Today, marks the 100th anniversary of the beginning of service on what would become known as the Flushing Line, the No. 7 line between the Queensboro Plaza and 103rd Street-Corona Plaza Stations.
When the line first opened it ran through primarily undeveloped land and farmland. William Jay Gaynor, the Mayor of New York City from 1909 to 1913, referred to this line as a “Cornfield” line. In fact, it was. What would become Roosevelt Avenue in Jackson Heights between 82nd Street and Junction Boulevard was literally a trail through a cornfield.
But the whole point in building the No. 7 Line and other lines like it was to extend residential and commercial development beyond densely populated and developed downtown areas in each borough. And it worked.

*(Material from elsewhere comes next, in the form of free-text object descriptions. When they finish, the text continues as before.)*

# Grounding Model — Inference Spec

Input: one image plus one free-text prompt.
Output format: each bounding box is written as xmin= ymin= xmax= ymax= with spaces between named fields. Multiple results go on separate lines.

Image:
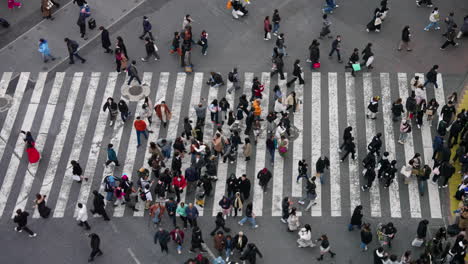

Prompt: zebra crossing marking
xmin=329 ymin=72 xmax=341 ymax=217
xmin=0 ymin=72 xmax=12 ymax=97
xmin=291 ymin=78 xmax=304 ymax=198
xmin=311 ymin=72 xmax=322 ymax=217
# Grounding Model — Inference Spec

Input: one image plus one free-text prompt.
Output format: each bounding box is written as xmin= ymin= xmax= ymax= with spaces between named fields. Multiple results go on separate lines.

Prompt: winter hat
xmin=122 ymin=175 xmax=128 ymax=180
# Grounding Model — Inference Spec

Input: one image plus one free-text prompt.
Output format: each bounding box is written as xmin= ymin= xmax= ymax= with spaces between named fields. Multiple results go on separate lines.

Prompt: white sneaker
xmin=14 ymin=227 xmax=22 ymax=232
xmin=298 ymin=200 xmax=305 ymax=205
xmin=253 ymin=225 xmax=258 ymax=228
xmin=280 ymin=218 xmax=287 ymax=223
xmin=238 ymin=221 xmax=243 ymax=226
xmin=264 ymin=38 xmax=268 ymax=40
xmin=29 ymin=233 xmax=37 ymax=238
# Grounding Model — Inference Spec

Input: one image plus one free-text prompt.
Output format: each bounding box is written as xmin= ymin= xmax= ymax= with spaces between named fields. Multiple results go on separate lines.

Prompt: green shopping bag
xmin=352 ymin=63 xmax=361 ymax=71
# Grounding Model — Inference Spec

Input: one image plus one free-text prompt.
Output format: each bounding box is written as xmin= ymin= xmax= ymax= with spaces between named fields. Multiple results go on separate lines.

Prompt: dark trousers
xmin=105 ymin=159 xmax=120 ymax=166
xmin=128 ymin=75 xmax=142 ymax=85
xmin=286 ymin=74 xmax=305 ymax=87
xmin=168 ymin=214 xmax=177 ymax=227
xmin=423 ymin=79 xmax=438 ymax=89
xmin=329 ymin=48 xmax=341 ymax=61
xmin=448 ymin=133 xmax=460 ymax=148
xmin=116 ymin=60 xmax=121 ymax=72
xmin=16 ymin=225 xmax=34 ymax=235
xmin=159 ymin=242 xmax=169 ymax=253
xmin=91 ymin=207 xmax=110 ymax=221
xmin=441 ymin=40 xmax=457 ymax=49
xmin=78 ymin=220 xmax=91 ymax=229
xmin=104 ymin=46 xmax=113 ymax=53
xmin=210 ymin=224 xmax=230 ymax=235
xmin=69 ymin=52 xmax=85 ymax=63
xmin=196 ymin=116 xmax=205 ymax=127
xmin=140 ymin=30 xmax=154 ymax=40
xmin=341 ymin=150 xmax=355 ymax=160
xmin=79 ymin=24 xmax=86 ymax=37
xmin=271 ymin=68 xmax=285 ymax=79
xmin=180 ymin=216 xmax=188 ymax=228
xmin=120 ymin=111 xmax=130 ymax=122
xmin=89 ymin=248 xmax=103 ymax=260
xmin=188 ymin=218 xmax=198 ymax=228
xmin=143 ymin=50 xmax=160 ymax=60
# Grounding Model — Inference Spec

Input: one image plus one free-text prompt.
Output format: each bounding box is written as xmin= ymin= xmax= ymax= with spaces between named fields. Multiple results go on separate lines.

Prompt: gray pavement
xmin=1 ymin=0 xmax=468 ymax=263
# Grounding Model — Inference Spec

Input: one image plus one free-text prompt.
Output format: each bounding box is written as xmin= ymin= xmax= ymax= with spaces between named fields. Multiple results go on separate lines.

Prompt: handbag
xmin=226 ymin=0 xmax=232 ymax=9
xmin=153 ymin=44 xmax=159 ymax=52
xmin=352 ymin=63 xmax=361 ymax=71
xmin=411 ymin=238 xmax=424 ymax=247
xmin=426 ymin=109 xmax=434 ymax=116
xmin=279 ymin=146 xmax=287 ymax=154
xmin=366 ymin=56 xmax=374 ymax=67
xmin=400 ymin=165 xmax=412 ymax=178
xmin=266 ymin=32 xmax=271 ymax=39
xmin=313 ymin=62 xmax=321 ymax=69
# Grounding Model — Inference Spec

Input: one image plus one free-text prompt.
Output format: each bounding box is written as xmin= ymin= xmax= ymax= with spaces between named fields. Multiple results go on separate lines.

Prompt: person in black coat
xmin=190 ymin=226 xmax=207 ymax=253
xmin=226 ymin=173 xmax=238 ymax=198
xmin=90 ymin=190 xmax=110 ymax=221
xmin=345 ymin=48 xmax=360 ymax=77
xmin=13 ymin=209 xmax=37 ymax=237
xmin=416 ymin=219 xmax=429 ymax=239
xmin=328 ymin=35 xmax=342 ymax=62
xmin=368 ymin=133 xmax=383 ymax=157
xmin=270 ymin=53 xmax=285 ymax=80
xmin=88 ymin=233 xmax=103 ymax=262
xmin=308 ymin=39 xmax=320 ymax=65
xmin=316 ymin=155 xmax=330 ymax=184
xmin=398 ymin=25 xmax=412 ymax=51
xmin=240 ymin=243 xmax=263 ymax=264
xmin=257 ymin=168 xmax=272 ymax=192
xmin=361 ymin=42 xmax=374 ymax=69
xmin=141 ymin=37 xmax=160 ymax=61
xmin=233 ymin=231 xmax=248 ymax=253
xmin=99 ymin=26 xmax=113 ymax=53
xmin=118 ymin=99 xmax=130 ymax=122
xmin=116 ymin=36 xmax=128 ymax=59
xmin=383 ymin=160 xmax=397 ymax=188
xmin=374 ymin=247 xmax=388 ymax=264
xmin=154 ymin=227 xmax=170 ymax=254
xmin=286 ymin=59 xmax=305 ymax=87
xmin=64 ymin=37 xmax=86 ymax=64
xmin=340 ymin=138 xmax=356 ymax=162
xmin=77 ymin=10 xmax=87 ymax=39
xmin=423 ymin=64 xmax=439 ymax=89
xmin=237 ymin=174 xmax=251 ymax=200
xmin=360 ymin=223 xmax=372 ymax=251
xmin=349 ymin=205 xmax=363 ymax=231
xmin=361 ymin=167 xmax=376 ymax=191
xmin=210 ymin=212 xmax=230 ymax=235
xmin=339 ymin=126 xmax=353 ymax=151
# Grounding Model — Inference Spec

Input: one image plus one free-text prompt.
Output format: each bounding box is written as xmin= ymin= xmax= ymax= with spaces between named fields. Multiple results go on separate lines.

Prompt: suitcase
xmin=88 ymin=18 xmax=96 ymax=30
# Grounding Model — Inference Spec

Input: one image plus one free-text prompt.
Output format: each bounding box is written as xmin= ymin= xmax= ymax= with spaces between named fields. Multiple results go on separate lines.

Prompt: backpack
xmin=228 ymin=71 xmax=235 ymax=82
xmin=104 ymin=176 xmax=113 ymax=192
xmin=406 ymin=124 xmax=412 ymax=133
xmin=140 ymin=190 xmax=148 ymax=201
xmin=433 ymin=136 xmax=443 ymax=150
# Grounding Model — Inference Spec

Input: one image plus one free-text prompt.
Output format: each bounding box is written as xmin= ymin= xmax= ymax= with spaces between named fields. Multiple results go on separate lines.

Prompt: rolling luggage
xmin=88 ymin=18 xmax=96 ymax=30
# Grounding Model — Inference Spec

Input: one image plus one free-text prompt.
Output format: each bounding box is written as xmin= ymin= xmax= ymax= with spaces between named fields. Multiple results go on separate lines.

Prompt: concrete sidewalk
xmin=0 ymin=0 xmax=146 ymax=79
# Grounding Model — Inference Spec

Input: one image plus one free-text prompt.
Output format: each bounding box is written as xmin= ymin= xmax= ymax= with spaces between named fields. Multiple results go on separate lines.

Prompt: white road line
xmin=363 ymin=73 xmax=382 ymax=217
xmin=73 ymin=73 xmax=118 ymax=217
xmin=345 ymin=73 xmax=361 ymax=215
xmin=434 ymin=74 xmax=446 ymax=117
xmin=127 ymin=248 xmax=142 ymax=264
xmin=53 ymin=73 xmax=101 ymax=217
xmin=252 ymin=72 xmax=271 ymax=217
xmin=417 ymin=73 xmax=442 ymax=219
xmin=8 ymin=73 xmax=47 ymax=216
xmin=272 ymin=74 xmax=287 ymax=216
xmin=127 ymin=72 xmax=163 ymax=217
xmin=311 ymin=73 xmax=322 ymax=217
xmin=212 ymin=73 xmax=236 ymax=216
xmin=291 ymin=77 xmax=304 ymax=198
xmin=328 ymin=72 xmax=341 ymax=217
xmin=181 ymin=72 xmax=203 ymax=205
xmin=0 ymin=72 xmax=12 ymax=96
xmin=0 ymin=73 xmax=31 ymax=217
xmin=397 ymin=72 xmax=422 ymax=218
xmin=117 ymin=74 xmax=155 ymax=218
xmin=380 ymin=73 xmax=402 ymax=218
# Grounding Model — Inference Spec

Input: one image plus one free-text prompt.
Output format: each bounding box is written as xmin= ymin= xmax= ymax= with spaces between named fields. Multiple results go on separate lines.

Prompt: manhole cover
xmin=0 ymin=95 xmax=13 ymax=112
xmin=121 ymin=84 xmax=150 ymax=102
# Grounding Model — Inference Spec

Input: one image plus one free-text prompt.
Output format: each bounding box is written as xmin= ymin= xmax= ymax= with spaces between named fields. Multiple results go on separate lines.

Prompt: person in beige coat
xmin=212 ymin=134 xmax=223 ymax=156
xmin=243 ymin=138 xmax=252 ymax=161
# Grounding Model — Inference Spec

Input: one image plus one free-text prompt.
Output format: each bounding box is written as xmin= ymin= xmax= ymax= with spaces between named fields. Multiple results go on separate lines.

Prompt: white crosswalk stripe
xmin=0 ymin=71 xmax=451 ymax=220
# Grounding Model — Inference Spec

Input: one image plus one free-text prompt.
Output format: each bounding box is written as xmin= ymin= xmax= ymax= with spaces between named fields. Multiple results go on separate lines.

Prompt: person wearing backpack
xmin=398 ymin=119 xmax=412 ymax=144
xmin=64 ymin=37 xmax=86 ymax=64
xmin=424 ymin=7 xmax=441 ymax=31
xmin=423 ymin=64 xmax=439 ymax=88
xmin=77 ymin=8 xmax=88 ymax=40
xmin=227 ymin=68 xmax=241 ymax=94
xmin=366 ymin=96 xmax=380 ymax=119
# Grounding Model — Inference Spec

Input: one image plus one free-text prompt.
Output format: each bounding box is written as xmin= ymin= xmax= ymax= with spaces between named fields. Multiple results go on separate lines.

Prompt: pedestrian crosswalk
xmin=0 ymin=70 xmax=452 ymax=221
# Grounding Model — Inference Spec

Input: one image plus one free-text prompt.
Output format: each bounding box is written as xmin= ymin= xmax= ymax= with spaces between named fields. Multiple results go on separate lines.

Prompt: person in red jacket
xmin=172 ymin=174 xmax=187 ymax=203
xmin=264 ymin=16 xmax=272 ymax=40
xmin=170 ymin=226 xmax=185 ymax=254
xmin=134 ymin=116 xmax=148 ymax=147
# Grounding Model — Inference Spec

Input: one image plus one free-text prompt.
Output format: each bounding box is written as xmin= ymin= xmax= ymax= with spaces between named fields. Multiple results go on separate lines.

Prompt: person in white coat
xmin=424 ymin=7 xmax=441 ymax=31
xmin=76 ymin=203 xmax=91 ymax=230
xmin=287 ymin=207 xmax=300 ymax=232
xmin=274 ymin=98 xmax=287 ymax=114
xmin=297 ymin=224 xmax=315 ymax=248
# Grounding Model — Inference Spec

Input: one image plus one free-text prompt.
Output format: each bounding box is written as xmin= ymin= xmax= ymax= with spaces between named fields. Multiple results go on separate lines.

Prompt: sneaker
xmin=375 ymin=29 xmax=380 ymax=32
xmin=141 ymin=58 xmax=147 ymax=61
xmin=178 ymin=249 xmax=182 ymax=254
xmin=361 ymin=186 xmax=366 ymax=191
xmin=443 ymin=185 xmax=448 ymax=188
xmin=29 ymin=233 xmax=37 ymax=238
xmin=366 ymin=28 xmax=370 ymax=32
xmin=455 ymin=43 xmax=459 ymax=46
xmin=298 ymin=200 xmax=305 ymax=205
xmin=280 ymin=218 xmax=287 ymax=223
xmin=154 ymin=58 xmax=158 ymax=61
xmin=253 ymin=225 xmax=258 ymax=228
xmin=440 ymin=47 xmax=445 ymax=50
xmin=264 ymin=38 xmax=268 ymax=40
xmin=435 ymin=27 xmax=440 ymax=30
xmin=306 ymin=59 xmax=311 ymax=62
xmin=238 ymin=221 xmax=244 ymax=226
xmin=14 ymin=227 xmax=22 ymax=232
xmin=424 ymin=28 xmax=429 ymax=31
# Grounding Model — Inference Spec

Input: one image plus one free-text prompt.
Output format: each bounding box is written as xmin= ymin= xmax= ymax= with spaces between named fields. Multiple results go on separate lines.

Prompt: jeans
xmin=424 ymin=21 xmax=440 ymax=31
xmin=201 ymin=44 xmax=208 ymax=55
xmin=273 ymin=23 xmax=280 ymax=33
xmin=296 ymin=173 xmax=308 ymax=183
xmin=69 ymin=52 xmax=85 ymax=63
xmin=348 ymin=224 xmax=360 ymax=231
xmin=162 ymin=148 xmax=171 ymax=159
xmin=136 ymin=130 xmax=148 ymax=146
xmin=360 ymin=242 xmax=367 ymax=250
xmin=328 ymin=48 xmax=341 ymax=61
xmin=176 ymin=244 xmax=182 ymax=252
xmin=106 ymin=191 xmax=114 ymax=201
xmin=128 ymin=75 xmax=142 ymax=85
xmin=323 ymin=0 xmax=337 ymax=13
xmin=211 ymin=112 xmax=219 ymax=124
xmin=239 ymin=216 xmax=257 ymax=226
xmin=268 ymin=148 xmax=275 ymax=162
xmin=42 ymin=53 xmax=55 ymax=62
xmin=140 ymin=30 xmax=154 ymax=40
xmin=120 ymin=111 xmax=130 ymax=122
xmin=441 ymin=40 xmax=457 ymax=49
xmin=399 ymin=132 xmax=408 ymax=142
xmin=418 ymin=180 xmax=426 ymax=195
xmin=16 ymin=225 xmax=34 ymax=235
xmin=423 ymin=79 xmax=438 ymax=88
xmin=228 ymin=81 xmax=241 ymax=93
xmin=225 ymin=248 xmax=232 ymax=258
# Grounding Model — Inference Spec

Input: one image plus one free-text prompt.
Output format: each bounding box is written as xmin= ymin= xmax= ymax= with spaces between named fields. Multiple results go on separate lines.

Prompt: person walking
xmin=170 ymin=227 xmax=185 ymax=254
xmin=170 ymin=32 xmax=182 ymax=56
xmin=76 ymin=203 xmax=91 ymax=230
xmin=270 ymin=53 xmax=285 ymax=80
xmin=361 ymin=43 xmax=374 ymax=70
xmin=264 ymin=16 xmax=272 ymax=40
xmin=103 ymin=97 xmax=118 ymax=126
xmin=416 ymin=219 xmax=429 ymax=240
xmin=240 ymin=243 xmax=263 ymax=264
xmin=307 ymin=39 xmax=321 ymax=69
xmin=316 ymin=155 xmax=330 ymax=184
xmin=190 ymin=226 xmax=207 ymax=253
xmin=64 ymin=37 xmax=86 ymax=64
xmin=154 ymin=101 xmax=172 ymax=128
xmin=275 ymin=33 xmax=287 ymax=56
xmin=90 ymin=190 xmax=110 ymax=221
xmin=316 ymin=235 xmax=336 ymax=261
xmin=339 ymin=126 xmax=353 ymax=151
xmin=71 ymin=160 xmax=88 ymax=182
xmin=176 ymin=202 xmax=188 ymax=228
xmin=287 ymin=207 xmax=300 ymax=232
xmin=349 ymin=205 xmax=363 ymax=231
xmin=360 ymin=223 xmax=372 ymax=251
xmin=322 ymin=0 xmax=339 ymax=14
xmin=38 ymin=38 xmax=56 ymax=63
xmin=233 ymin=231 xmax=248 ymax=254
xmin=198 ymin=30 xmax=208 ymax=56
xmin=99 ymin=26 xmax=113 ymax=53
xmin=266 ymin=134 xmax=277 ymax=164
xmin=77 ymin=8 xmax=88 ymax=40
xmin=272 ymin=9 xmax=281 ymax=35
xmin=345 ymin=48 xmax=360 ymax=77
xmin=227 ymin=68 xmax=241 ymax=94
xmin=374 ymin=247 xmax=388 ymax=263
xmin=139 ymin=16 xmax=154 ymax=40
xmin=211 ymin=212 xmax=231 ymax=235
xmin=186 ymin=203 xmax=199 ymax=228
xmin=319 ymin=14 xmax=332 ymax=39
xmin=424 ymin=65 xmax=439 ymax=89
xmin=361 ymin=166 xmax=377 ymax=191
xmin=366 ymin=96 xmax=380 ymax=119
xmin=398 ymin=119 xmax=412 ymax=144
xmin=88 ymin=233 xmax=103 ymax=262
xmin=257 ymin=168 xmax=272 ymax=192
xmin=141 ymin=37 xmax=160 ymax=62
xmin=134 ymin=116 xmax=148 ymax=147
xmin=105 ymin=144 xmax=119 ymax=166
xmin=391 ymin=98 xmax=405 ymax=122
xmin=440 ymin=24 xmax=459 ymax=50
xmin=340 ymin=137 xmax=356 ymax=162
xmin=286 ymin=59 xmax=305 ymax=87
xmin=424 ymin=7 xmax=441 ymax=31
xmin=329 ymin=35 xmax=342 ymax=62
xmin=238 ymin=203 xmax=258 ymax=228
xmin=281 ymin=196 xmax=292 ymax=223
xmin=127 ymin=60 xmax=142 ymax=85
xmin=237 ymin=174 xmax=251 ymax=200
xmin=116 ymin=36 xmax=129 ymax=59
xmin=154 ymin=227 xmax=170 ymax=254
xmin=41 ymin=0 xmax=54 ymax=20
xmin=398 ymin=26 xmax=413 ymax=51
xmin=213 ymin=231 xmax=226 ymax=256
xmin=118 ymin=99 xmax=130 ymax=122
xmin=13 ymin=209 xmax=37 ymax=237
xmin=298 ymin=176 xmax=318 ymax=211
xmin=34 ymin=193 xmax=51 ymax=218
xmin=8 ymin=0 xmax=22 ymax=9
xmin=297 ymin=224 xmax=315 ymax=248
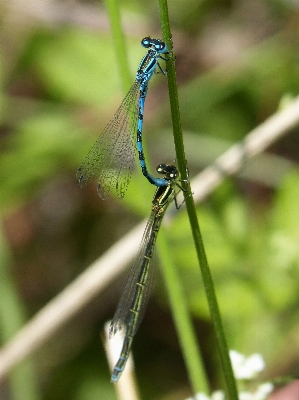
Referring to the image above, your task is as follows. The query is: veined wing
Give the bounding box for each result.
[109,209,160,338]
[76,81,139,199]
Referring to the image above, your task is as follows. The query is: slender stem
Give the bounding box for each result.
[158,1,239,398]
[158,5,187,184]
[104,0,131,92]
[0,222,40,400]
[158,228,209,394]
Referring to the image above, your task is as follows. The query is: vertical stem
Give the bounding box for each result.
[158,229,210,394]
[158,1,239,399]
[104,0,132,92]
[0,222,40,400]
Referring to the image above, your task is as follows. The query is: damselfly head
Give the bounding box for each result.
[141,37,167,53]
[156,163,179,180]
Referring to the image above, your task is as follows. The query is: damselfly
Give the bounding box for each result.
[109,163,185,383]
[77,37,170,199]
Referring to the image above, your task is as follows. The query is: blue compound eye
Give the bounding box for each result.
[155,43,166,51]
[141,37,151,48]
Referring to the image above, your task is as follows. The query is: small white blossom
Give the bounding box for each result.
[211,390,225,400]
[185,391,225,400]
[185,394,209,400]
[195,395,210,400]
[185,352,272,400]
[230,350,265,380]
[239,392,254,400]
[253,382,274,400]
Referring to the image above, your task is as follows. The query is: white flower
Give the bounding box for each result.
[185,394,210,400]
[253,382,274,400]
[211,391,225,400]
[236,382,273,400]
[230,350,265,380]
[197,395,210,400]
[185,391,225,400]
[184,353,272,400]
[239,392,254,400]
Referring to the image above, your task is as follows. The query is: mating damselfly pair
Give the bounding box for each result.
[77,37,187,383]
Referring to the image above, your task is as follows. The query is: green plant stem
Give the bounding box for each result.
[0,222,39,400]
[158,1,239,399]
[158,228,209,394]
[104,0,131,92]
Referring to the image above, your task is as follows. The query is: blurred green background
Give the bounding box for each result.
[1,0,299,399]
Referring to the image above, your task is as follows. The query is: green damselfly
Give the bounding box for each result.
[109,163,185,382]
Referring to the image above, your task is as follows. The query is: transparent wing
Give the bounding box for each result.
[109,210,159,338]
[76,81,139,199]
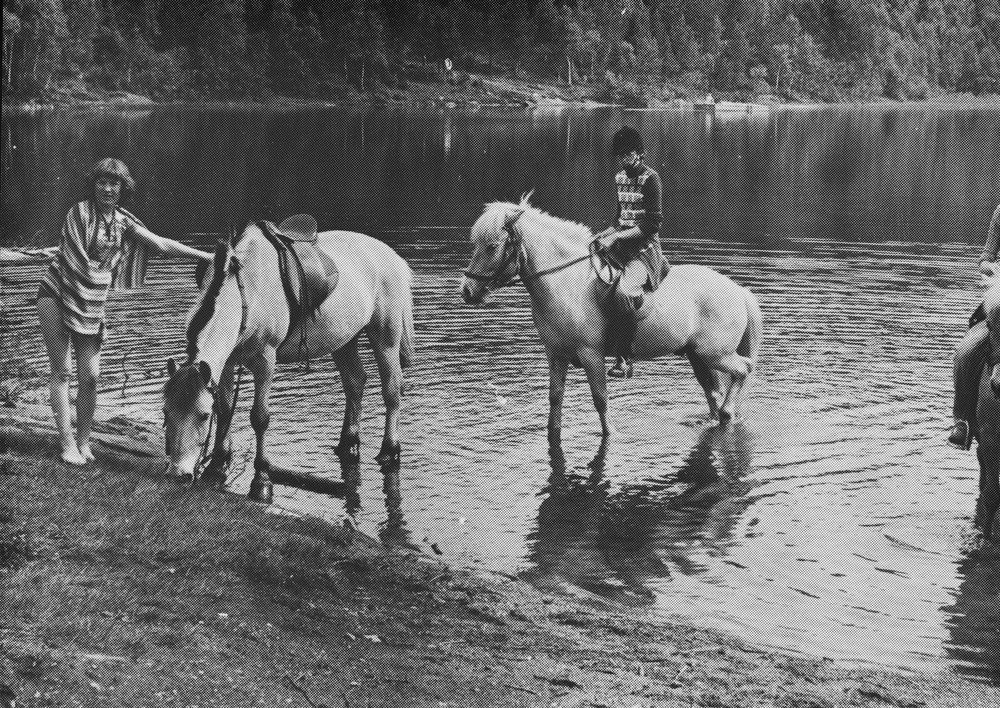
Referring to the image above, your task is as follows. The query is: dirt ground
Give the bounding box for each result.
[1,407,999,708]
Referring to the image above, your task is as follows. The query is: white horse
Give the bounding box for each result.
[460,199,762,439]
[163,218,414,503]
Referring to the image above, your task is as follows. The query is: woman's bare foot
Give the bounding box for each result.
[61,447,88,466]
[78,443,96,462]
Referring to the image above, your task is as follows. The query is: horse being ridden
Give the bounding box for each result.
[460,199,762,439]
[163,219,415,503]
[974,277,1000,538]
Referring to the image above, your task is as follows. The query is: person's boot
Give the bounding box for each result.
[947,419,973,450]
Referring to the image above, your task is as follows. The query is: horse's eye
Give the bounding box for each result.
[199,412,211,423]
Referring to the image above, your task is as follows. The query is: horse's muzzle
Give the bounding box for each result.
[460,279,485,305]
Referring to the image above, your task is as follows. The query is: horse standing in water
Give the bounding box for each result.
[974,278,1000,538]
[163,218,414,503]
[460,199,762,438]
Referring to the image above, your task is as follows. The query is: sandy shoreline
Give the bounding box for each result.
[1,398,998,705]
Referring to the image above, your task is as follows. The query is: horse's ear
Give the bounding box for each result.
[167,358,177,376]
[505,207,526,228]
[198,360,212,387]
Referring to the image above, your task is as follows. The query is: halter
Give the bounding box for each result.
[463,211,597,290]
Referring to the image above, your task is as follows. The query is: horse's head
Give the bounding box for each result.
[461,202,526,304]
[162,358,216,479]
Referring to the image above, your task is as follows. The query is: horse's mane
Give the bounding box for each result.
[479,196,593,244]
[185,240,230,362]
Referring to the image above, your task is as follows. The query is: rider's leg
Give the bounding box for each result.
[608,261,646,378]
[950,321,989,449]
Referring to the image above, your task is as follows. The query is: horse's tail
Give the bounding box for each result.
[399,265,416,369]
[737,287,762,373]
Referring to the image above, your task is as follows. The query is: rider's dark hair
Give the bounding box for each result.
[611,127,644,156]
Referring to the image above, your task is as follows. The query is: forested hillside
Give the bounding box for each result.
[3,0,999,103]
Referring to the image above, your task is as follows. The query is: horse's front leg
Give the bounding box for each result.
[201,361,236,484]
[547,354,569,443]
[247,348,276,504]
[333,336,365,462]
[579,349,615,438]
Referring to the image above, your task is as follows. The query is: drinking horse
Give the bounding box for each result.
[974,278,1000,538]
[163,218,414,503]
[460,199,762,438]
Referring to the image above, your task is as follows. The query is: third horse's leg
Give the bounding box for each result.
[333,336,366,461]
[247,349,276,504]
[703,352,752,423]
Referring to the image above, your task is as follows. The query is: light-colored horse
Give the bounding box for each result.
[975,277,1000,538]
[163,220,415,503]
[460,199,762,438]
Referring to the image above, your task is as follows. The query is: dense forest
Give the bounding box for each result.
[3,0,999,104]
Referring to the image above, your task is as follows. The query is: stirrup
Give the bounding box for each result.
[947,420,973,450]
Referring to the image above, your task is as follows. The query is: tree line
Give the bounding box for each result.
[3,0,999,103]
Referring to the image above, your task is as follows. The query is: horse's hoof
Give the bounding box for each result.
[335,437,361,462]
[248,477,273,504]
[166,471,194,485]
[375,442,401,466]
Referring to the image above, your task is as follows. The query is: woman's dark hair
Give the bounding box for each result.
[611,127,644,156]
[86,158,136,199]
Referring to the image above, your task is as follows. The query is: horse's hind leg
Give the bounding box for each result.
[686,351,721,420]
[333,336,366,462]
[246,349,276,504]
[371,329,404,465]
[702,352,753,424]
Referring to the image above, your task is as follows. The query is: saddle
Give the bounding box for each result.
[595,248,669,323]
[258,215,339,352]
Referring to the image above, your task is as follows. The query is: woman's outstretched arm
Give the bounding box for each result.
[131,223,213,262]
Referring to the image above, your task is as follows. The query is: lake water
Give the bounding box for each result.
[2,104,1000,682]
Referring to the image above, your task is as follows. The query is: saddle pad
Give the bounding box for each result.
[289,241,339,313]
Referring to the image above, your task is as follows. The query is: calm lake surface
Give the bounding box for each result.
[3,104,1000,681]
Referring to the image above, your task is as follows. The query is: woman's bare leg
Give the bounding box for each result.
[73,332,102,461]
[37,297,85,465]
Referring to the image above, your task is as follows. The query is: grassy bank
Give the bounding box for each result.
[1,422,998,707]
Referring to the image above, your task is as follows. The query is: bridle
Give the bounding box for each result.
[463,212,600,291]
[166,236,249,476]
[463,220,524,290]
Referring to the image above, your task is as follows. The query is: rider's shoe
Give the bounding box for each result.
[947,419,973,450]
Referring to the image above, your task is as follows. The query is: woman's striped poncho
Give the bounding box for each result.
[40,200,150,336]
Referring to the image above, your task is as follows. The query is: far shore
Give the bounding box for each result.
[4,73,998,116]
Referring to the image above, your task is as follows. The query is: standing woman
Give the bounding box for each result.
[36,158,212,465]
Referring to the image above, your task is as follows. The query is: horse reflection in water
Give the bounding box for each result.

The development of the entire north shore of the Borough of Queens can be largely credited to the opening of the stations of this line to 103rd Street in 1917 and its further extension to Main Street in Flushing in 1928. Connections to bus lines from No. 7 line stations extend its reach all through Central, Northeast and Eastern Queens, as well as to parts of Brooklyn, the Bronx and Nassau County.
The use of the No. 7 Line for community development was further emphasized two years ago by its extension in 2015 to the 34th Street-Hudson Yards Station in Manhattan, contributing to the development of that rapidly growing area.
For all that it has accomplished, this line could have had an even greater impact. As I wrote in The Routes Not Taken, plans to extend the Flushing Line to Bayside, Little Neck and Whitestone were stopped due to political and financial considerations. These issues also slowed its extension to Flushing. Despite that, even the greatest proponents of building the Flushing Line in the early parts of the 20th Century could not have foreseen the impact that its opening would have on the communities of Queens.